The downstairs plumbing goes,now for the man this is horrible! They are so ashamed to say anything about this,because it is very personal! Even if there woman understands this,the man may not! And because this is one of the most painful things that can happen to any man,they choose to just ignore this problem.Or avoid the problem until they have no choice.

This may be what has happened to your man.I do not know.I am sure you are a most loving person,and I am sure he does care and love you very much,but with this problem he has,it now has become a very big problem in his mind as well.Any entertainment, to get his mind off of this problem consumes him.If I am correct in this,you know it is the Lord and not me!

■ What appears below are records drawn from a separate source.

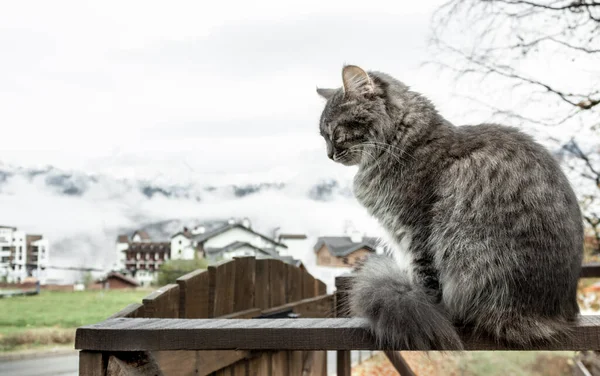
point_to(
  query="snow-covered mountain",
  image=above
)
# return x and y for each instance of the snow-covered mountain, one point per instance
(82, 213)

If I am wrong in my words,again please do forgive me! Now for the big question for you! Do you talk to him about this? How do you?Good questions I would consider much before you do talk to him,prayer is a must, so you can allow the Lord in you to speak with much grace and mercy to him about this.I know a good man this has happened to when he turned 53 myself,and he went through a very rough time with his wife because he did not feel he was a man any longer,she never knew,he just stopped having sex with her,which caused her to divorce him, and after that, he told her why.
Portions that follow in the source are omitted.